Apple CEO Tim Cook was widely heralded when he publicly acknowledged being gay this week, with many saying it showed the progress that has been made in gay rights in America. But the situation in Russia is hardly the same, where there is a legal ban on "promoting homosexuality" and where discrimination against LGBT individuals is common.

Against that backdrop, it is no surprise that a Russian lawmaker blasted Cook and suggested that the corporate leader be barred for life from visiting Russia. His comments went beyond just hateful, though. 

Vitaly Milonov, the St. Petersburg politician behind the city's anti-"gay propaganda" law, suggested that gay people like Cook would bring “the Ebola virus, AIDS [and] gonorrhea” to Russia, according to a report in Pink News. He seems to think there is a link between those maladies. And, evidently, he is unaware that gonorrhea is already endemic in Russia.

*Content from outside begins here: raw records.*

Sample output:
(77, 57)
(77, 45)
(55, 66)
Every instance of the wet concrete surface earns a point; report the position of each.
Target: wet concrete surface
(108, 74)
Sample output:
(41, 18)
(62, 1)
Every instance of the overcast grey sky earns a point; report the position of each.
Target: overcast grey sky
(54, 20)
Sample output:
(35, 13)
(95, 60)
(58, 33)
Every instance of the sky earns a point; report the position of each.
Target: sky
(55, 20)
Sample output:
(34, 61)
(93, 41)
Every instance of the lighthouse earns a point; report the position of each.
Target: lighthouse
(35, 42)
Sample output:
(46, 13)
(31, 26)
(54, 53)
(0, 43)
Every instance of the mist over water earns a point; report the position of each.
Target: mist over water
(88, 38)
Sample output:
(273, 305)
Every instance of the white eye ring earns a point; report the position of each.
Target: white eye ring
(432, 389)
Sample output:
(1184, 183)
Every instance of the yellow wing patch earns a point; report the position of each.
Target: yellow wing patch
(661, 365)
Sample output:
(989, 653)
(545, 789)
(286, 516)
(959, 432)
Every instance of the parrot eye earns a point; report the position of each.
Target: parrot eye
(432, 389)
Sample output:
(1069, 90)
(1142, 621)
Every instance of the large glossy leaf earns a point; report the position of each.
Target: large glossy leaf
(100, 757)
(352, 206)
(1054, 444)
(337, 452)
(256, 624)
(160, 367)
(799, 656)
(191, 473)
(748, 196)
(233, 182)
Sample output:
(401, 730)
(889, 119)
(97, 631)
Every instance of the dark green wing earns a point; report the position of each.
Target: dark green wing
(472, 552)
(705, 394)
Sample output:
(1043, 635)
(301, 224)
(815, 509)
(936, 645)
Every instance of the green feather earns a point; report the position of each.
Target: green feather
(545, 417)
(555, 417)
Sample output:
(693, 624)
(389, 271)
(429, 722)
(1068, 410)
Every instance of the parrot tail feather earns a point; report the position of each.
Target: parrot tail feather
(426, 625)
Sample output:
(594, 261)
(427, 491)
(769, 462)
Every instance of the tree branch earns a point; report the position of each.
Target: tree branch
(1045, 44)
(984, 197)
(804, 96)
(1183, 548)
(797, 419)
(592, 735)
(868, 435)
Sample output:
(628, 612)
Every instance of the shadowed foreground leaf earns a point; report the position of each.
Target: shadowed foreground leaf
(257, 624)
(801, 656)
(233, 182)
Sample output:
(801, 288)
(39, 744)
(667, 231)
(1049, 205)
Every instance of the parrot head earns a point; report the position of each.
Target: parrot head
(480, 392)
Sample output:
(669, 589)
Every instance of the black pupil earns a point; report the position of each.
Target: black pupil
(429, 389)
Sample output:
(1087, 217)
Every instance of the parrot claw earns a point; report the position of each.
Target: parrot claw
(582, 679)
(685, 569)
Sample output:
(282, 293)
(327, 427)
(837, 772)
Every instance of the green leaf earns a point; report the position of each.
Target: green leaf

Here's the story behind a Halloween video that went viral

If you were browsing the Internet around Halloween several years ago, you may have seen an online video of a man in a black unitard dancing (badly) with a pumpkin on his head. It was the product of a local news station. And for some reason, when it was posted to YouTube, it went viral, with millions of plays.

But the back story of the video has long been elusive. Sideshow, a podcast from PRI's Soundworks network, uncovered the mystery. It turns out the video was produced to fill a bit of time in a news show — where news is defined in the loosest possible way. The station actually repeated its stunt, presumably for the same reason, during its Christmas broadcast, pumpkin head and all. Don't miss the video — and Happy Halloween!

France's scary clown plague is spreading to Spain

Certain French towns have recently banned people from wearing scary clown costumes — right in time for Halloween, we might add. The reason? A rash of attacks by mostly teenagers wearing clown costumes, inspired by social media.

This has led to coulrophobia, the technical term for fear of clowns, sweeping across France. There have even been reports of counter-vigilantes taking up arms to go after "menacing clowns."  

Now, the clown menace has spread to Spain, claims the website One witness told a local newspaper in the city of Gijón that he saw a clown menacing people for at least 20 minutes. The Gijón clown actually has his own Instagram feed, where he claims to be perfectly friendly — though the witness begged to differ.

Turkey's new presidential palace is a doozy

Turkish President Recep Tayyip Erdoğan has a new home. It is the country's new presidential palace, built at a cost of $350 million, and boasts more than 1000 rooms. By comparison, the White House has just 132 rooms and it's estimated that it would sell for about $100 million today.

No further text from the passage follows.